CMS rates THE WOODLANDS HEALTH AND REHAB CENTER's staffing level at 3 out of 5 stars, which is average compared to other nursing homes. Staff turnover is 31%, compared to the Virginia average of 46%. This relatively stable workforce can support continuity of care.

What Have Inspectors Found at The Woodlands Health And Rehab Center?

State health inspectors documented 12 deficiencies at THE WOODLANDS HEALTH AND REHAB CENTER during 2019 to 2023. These included: 10 with potential for harm and 2 minor or isolated issues.

Who Owns and Operates The Woodlands Health And Rehab Center?

THE WOODLANDS HEALTH AND REHAB CENTER is owned by a for-profit company. For-profit facilities operate as businesses with obligations to shareholders or private owners. The facility is operated by COMMONWEALTH CARE OF ROANOKE, a chain that manages multiple nursing homes. With 60 certified beds and approximately 57 residents (about 95% occupancy), it is a smaller facility located in CLIFTON FORGE, Virginia.

How Does The Woodlands Health And Rehab Center Compare to Other Virginia Nursing Homes?

Compared to the 100 nursing homes in Virginia, THE WOODLANDS HEALTH AND REHAB CENTER's overall rating (4 stars) is above the state average of 3.0, staff turnover (31%) is significantly lower than the state average of 46%, and health inspection rating (4 stars) is above the national benchmark.

What Should Families Ask When Visiting The Woodlands Health And Rehab Center?

Based on this facility's data, families visiting should ask: "Can I visit during a mealtime to observe dining assistance and food quality?" "How do you handle medical emergencies, and what is your hospital transfer rate?" "Can I speak with family members of current residents about their experience?"

Is The Woodlands Health And Rehab Center Safe?

Based on CMS inspection data, THE WOODLANDS HEALTH AND REHAB CENTER has a clean safety record: no substantiated abuse findings (meaning no confirmed cases of resident harm), no Immediate Jeopardy citations (the most serious violation level indicating risk of serious injury or death), and is not on the Special Focus Facility watch list (a federal program monitoring the lowest-performing 1% of nursing homes). The facility has a 4-star overall rating and ranks #1 of 100 nursing homes in Virginia. While no facility is perfect, families should still ask about staff-to-resident ratios and recent inspection results during their visit.

Do Nurses at The Woodlands Health And Rehab Center Stick Around?

THE WOODLANDS HEALTH AND REHAB CENTER has a staff turnover rate of 31%, which is about average for Virginia nursing homes (state average: 46%). Moderate turnover is common in nursing homes, but families should still ask about staff tenure and how the facility maintains care continuity when employees leave.
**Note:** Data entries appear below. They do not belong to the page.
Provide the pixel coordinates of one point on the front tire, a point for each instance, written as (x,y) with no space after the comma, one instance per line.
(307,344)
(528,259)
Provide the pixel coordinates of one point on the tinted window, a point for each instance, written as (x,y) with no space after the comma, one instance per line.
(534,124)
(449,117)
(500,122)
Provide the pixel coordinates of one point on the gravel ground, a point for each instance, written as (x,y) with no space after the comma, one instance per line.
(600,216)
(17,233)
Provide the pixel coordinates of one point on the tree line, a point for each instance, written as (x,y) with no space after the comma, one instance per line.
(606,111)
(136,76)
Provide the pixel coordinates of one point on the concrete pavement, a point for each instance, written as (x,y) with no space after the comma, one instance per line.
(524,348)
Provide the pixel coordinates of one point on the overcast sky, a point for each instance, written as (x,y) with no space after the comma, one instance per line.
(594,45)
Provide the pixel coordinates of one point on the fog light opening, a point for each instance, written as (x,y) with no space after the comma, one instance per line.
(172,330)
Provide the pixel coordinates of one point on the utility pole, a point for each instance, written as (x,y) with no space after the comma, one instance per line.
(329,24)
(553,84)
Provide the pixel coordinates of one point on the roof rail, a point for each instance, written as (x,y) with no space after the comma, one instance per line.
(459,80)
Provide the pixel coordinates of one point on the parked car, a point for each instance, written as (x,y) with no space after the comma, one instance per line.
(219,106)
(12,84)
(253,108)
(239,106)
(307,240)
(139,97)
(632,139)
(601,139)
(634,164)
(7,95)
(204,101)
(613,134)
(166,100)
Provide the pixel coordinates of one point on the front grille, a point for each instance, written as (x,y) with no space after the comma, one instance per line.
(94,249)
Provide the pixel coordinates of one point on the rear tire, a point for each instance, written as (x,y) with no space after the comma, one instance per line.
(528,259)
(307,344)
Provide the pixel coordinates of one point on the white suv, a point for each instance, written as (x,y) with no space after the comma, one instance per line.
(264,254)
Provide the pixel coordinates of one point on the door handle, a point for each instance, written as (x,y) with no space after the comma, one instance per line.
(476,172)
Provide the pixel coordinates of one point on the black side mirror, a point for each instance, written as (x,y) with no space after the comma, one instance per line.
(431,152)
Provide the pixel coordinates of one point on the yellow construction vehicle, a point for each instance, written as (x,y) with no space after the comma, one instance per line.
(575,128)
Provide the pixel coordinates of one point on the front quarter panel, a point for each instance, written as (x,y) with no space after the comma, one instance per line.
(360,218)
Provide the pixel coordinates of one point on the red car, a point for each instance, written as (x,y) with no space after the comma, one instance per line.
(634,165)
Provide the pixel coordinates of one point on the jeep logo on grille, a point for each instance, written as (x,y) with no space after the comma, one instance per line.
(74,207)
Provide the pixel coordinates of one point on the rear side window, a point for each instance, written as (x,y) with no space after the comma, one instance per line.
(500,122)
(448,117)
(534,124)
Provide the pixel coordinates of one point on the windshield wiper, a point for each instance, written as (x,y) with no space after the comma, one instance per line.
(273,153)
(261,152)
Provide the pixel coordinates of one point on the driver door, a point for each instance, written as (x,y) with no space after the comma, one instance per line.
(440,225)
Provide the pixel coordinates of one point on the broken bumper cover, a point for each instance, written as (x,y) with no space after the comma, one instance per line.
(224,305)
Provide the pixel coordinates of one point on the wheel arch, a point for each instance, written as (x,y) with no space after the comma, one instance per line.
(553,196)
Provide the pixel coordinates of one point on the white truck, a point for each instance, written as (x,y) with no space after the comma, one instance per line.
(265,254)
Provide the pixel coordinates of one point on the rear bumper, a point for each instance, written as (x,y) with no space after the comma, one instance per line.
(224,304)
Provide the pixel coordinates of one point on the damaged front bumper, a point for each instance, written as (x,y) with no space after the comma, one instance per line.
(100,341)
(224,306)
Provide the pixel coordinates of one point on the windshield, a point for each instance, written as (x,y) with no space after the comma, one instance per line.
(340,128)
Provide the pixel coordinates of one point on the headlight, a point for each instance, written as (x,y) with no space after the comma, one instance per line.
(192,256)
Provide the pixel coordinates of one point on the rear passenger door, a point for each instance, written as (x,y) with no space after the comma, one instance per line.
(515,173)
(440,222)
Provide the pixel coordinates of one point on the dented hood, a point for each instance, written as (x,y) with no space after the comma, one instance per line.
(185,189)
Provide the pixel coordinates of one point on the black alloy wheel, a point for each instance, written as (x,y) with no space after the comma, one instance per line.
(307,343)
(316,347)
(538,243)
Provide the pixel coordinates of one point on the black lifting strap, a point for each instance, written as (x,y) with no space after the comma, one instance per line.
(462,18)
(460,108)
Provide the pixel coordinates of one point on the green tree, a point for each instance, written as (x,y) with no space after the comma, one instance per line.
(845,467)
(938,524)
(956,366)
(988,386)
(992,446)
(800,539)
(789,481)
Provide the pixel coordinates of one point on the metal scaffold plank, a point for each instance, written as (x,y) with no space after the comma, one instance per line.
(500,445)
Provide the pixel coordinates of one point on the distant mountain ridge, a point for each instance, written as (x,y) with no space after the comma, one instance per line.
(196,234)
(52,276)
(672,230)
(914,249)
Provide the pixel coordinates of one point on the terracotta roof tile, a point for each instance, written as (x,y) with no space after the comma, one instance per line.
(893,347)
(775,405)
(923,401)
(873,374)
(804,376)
Was The Woodlands Health And Rehab Center Ever Fined?

THE WOODLANDS HEALTH AND REHAB CENTER has no federal fines on record. CMS issues fines when nursing homes fail to meet care standards or don't correct problems found during inspections. The absence of fines suggests the facility has either maintained compliance or corrected any issues before penalties were assessed. This is a positive indicator, though families should still review recent inspection reports for the full picture.

Is The Woodlands Health And Rehab Center on Any Federal Watch List?
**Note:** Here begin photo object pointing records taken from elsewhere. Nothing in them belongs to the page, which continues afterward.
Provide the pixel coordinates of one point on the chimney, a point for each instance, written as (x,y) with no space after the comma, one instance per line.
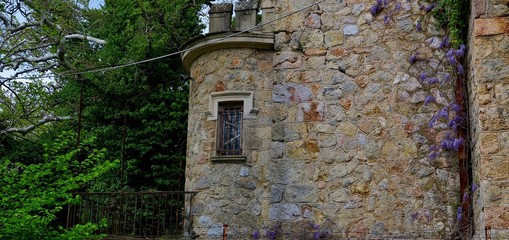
(245,11)
(220,16)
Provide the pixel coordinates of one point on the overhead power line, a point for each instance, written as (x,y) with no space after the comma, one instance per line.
(110,68)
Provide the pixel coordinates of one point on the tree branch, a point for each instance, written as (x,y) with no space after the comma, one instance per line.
(83,37)
(25,130)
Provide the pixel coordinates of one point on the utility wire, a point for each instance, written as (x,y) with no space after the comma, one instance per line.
(105,69)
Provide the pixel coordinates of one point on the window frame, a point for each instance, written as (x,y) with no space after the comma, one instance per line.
(229,113)
(243,99)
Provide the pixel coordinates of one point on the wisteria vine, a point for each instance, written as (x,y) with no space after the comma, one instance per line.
(452,113)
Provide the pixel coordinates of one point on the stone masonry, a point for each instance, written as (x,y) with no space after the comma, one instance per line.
(489,113)
(341,138)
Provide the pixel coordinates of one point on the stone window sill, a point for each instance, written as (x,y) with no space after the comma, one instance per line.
(228,159)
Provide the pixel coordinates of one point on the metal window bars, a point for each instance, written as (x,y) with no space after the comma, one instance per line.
(229,141)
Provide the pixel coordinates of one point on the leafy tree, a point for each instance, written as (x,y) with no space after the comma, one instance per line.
(140,112)
(33,195)
(38,37)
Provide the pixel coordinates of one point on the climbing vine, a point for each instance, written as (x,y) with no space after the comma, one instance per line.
(451,115)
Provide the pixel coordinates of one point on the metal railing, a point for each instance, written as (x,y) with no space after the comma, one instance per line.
(134,214)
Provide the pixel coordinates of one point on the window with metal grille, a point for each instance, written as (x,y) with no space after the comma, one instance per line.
(229,134)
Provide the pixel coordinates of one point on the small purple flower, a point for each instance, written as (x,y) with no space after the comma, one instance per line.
(433,155)
(413,59)
(445,42)
(423,76)
(465,196)
(387,18)
(433,121)
(430,7)
(460,52)
(457,143)
(447,78)
(452,60)
(432,81)
(474,187)
(414,215)
(433,148)
(427,215)
(460,69)
(375,10)
(450,53)
(397,7)
(429,99)
(256,234)
(443,113)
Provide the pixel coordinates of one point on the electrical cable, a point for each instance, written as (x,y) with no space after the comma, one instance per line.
(105,69)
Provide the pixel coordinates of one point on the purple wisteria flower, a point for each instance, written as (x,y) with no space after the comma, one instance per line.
(443,113)
(460,52)
(460,69)
(434,155)
(423,76)
(432,81)
(256,234)
(397,7)
(465,196)
(457,143)
(387,18)
(430,7)
(413,59)
(447,78)
(429,99)
(474,187)
(445,42)
(452,60)
(316,235)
THE WOODLANDS HEALTH AND REHAB CENTER is not on any federal watch list. The most significant is the Special Focus Facility (SFF) program, which identifies the bottom 1% of nursing homes nationally based on persistent, serious quality problems. Not being on this list means the facility has avoided the pattern of deficiencies that triggers enhanced federal oversight. This is a positive indicator, though families should still review the facility's inspection history directly.